Deceased Donor Issues & Others (Videos Available)

Thursday July 05, 2018 from 09:45 to 11:00

Room: N-103/104

617.4 Evaluation of a deceased donor kidney allocation score. The Catalan experience

Jordi Comas, Spain

Technician of health registries
Catalan Transplant Organization
Health Department

Abstract

Evaluation of a Deceased Donor Kidney Allocation Score. The Catalan Experience.

Jordi Comas1, Anna Garcia1, Pedro López1, Marga Sanromà1, Jaume Tort1.

1Catalan Transplant Organization, Health Department, Barcelona, Spain

Introduction: Several countries have implemented their own kidney allocation policies to ensure the equity, transparency and patient benefit in the waiting list. In Catalonia, a new allocation model has been implemented during 2017, which uses a score developed to prioritize the recipients. Four analyses were designed to evaluate that score:
1. Concordance retrospective analysis: would that score have chosen the same recipient as the clinician did in the past?
2. Impact retrospective analysis: how would the recipient profile have changed if the new allocation model were applied in the past?
3. Prospective analysis: Has the concordance changed after providing the score only for information? Which are the causes for not choosing the recipients with higher scores?
4. Evaluation analysis: Has the concordance and patient profile changed after the new allocation model?
Methods: Data from the registries of the Catalan Transplant Organization were used. The effective kidney offers from January 2014 to June 2016 and the daily recipients active on the deceased donor renal waiting list were considered for retrospective concordance (n=955) and impact analysis (n=1.046). The effective kidney offers from December 2016 to March 2017 were used for the prospective analysis (n=98). The recipients from the beginning of the new model (12th June 2017) to 31st October 2017 were used to evaluate it (n=208)*.
Results: RIn the concordance analysis, 282 (29.5%) kidney transplants (KT) were performed to a patient within the top 25th percentile values of the score (concordance).
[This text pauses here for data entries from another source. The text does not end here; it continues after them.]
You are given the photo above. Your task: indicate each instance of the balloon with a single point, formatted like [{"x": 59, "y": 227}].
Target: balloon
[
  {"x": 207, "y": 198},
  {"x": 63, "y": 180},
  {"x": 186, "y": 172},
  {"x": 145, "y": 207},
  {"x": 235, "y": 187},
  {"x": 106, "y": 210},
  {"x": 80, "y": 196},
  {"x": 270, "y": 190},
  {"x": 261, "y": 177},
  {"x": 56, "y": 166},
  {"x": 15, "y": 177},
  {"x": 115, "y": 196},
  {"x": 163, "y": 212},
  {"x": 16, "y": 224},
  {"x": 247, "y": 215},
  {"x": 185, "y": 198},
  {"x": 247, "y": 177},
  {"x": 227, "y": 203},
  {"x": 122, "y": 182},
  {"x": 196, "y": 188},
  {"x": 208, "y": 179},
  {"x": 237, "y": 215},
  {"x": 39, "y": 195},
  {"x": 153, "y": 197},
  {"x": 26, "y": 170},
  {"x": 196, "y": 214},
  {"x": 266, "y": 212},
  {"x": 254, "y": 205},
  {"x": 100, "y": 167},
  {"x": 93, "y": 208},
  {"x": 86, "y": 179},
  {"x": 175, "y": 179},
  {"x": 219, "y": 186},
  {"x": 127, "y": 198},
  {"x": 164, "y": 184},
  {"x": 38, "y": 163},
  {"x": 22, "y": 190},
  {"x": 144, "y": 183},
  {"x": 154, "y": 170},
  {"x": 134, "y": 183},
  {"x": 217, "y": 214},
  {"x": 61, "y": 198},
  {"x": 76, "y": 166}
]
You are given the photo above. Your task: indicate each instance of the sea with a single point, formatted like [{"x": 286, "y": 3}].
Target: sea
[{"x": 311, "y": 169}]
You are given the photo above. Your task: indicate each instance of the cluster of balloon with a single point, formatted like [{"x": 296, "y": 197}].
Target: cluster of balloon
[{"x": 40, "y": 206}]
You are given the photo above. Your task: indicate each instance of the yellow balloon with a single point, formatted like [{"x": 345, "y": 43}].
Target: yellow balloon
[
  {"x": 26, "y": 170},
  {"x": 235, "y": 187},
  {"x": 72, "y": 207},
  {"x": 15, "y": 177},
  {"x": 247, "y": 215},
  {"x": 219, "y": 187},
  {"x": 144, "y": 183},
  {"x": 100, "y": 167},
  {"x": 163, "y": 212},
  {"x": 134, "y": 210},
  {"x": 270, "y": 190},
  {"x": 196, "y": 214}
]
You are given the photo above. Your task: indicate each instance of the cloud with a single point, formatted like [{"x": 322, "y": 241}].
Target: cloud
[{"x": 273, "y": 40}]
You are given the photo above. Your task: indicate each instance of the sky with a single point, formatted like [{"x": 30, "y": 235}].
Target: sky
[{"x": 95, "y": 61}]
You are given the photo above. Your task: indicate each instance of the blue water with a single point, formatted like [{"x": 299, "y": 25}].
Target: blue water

In the impact analysis, comparing the 1.046 KT performed with the 1.046 theoretical KT that would be performed using the new allocation model, we observe an increase of mean time on dialysis (from 36.3 to 57.2 months) and cpra I+II mean (from 51.6% to 64.9%), a decrease of the mean age from 59.2 to 57.9 years and a reduction of first KT from 89.2% to 76.2%. In the 98 KT studied in the prospective analysis, concordance increased up to 65.3%. The main causes for not choosing the recipients with higher values were the disagreement with the candidate (50.3%), immunologic causes (13.2%) and mistakes with the status of the recipient (21.9%). After the implementation of the new model the concordance remained at 65.8%. The mean time on dialysis was 53.5 months, the mean cpra I+II% was 33.8 and the mean age was 57,4 years.
Conclusion: Although the concordance between the clinician and the developed score was initially low, it increased significantly after providing the waiting list sorted by that score. Changes in the recipient profile observed in the impact analysis were the expected and desired ones. Finally, after the implementation we observe the expected increase of time on dialysis and younger recipients meanwhile the mean of cpra I+II % was lower than expected.

* The results will be updated using recipients up to March 2018 in the presentation at 27th International Congress of The Transplantation Society.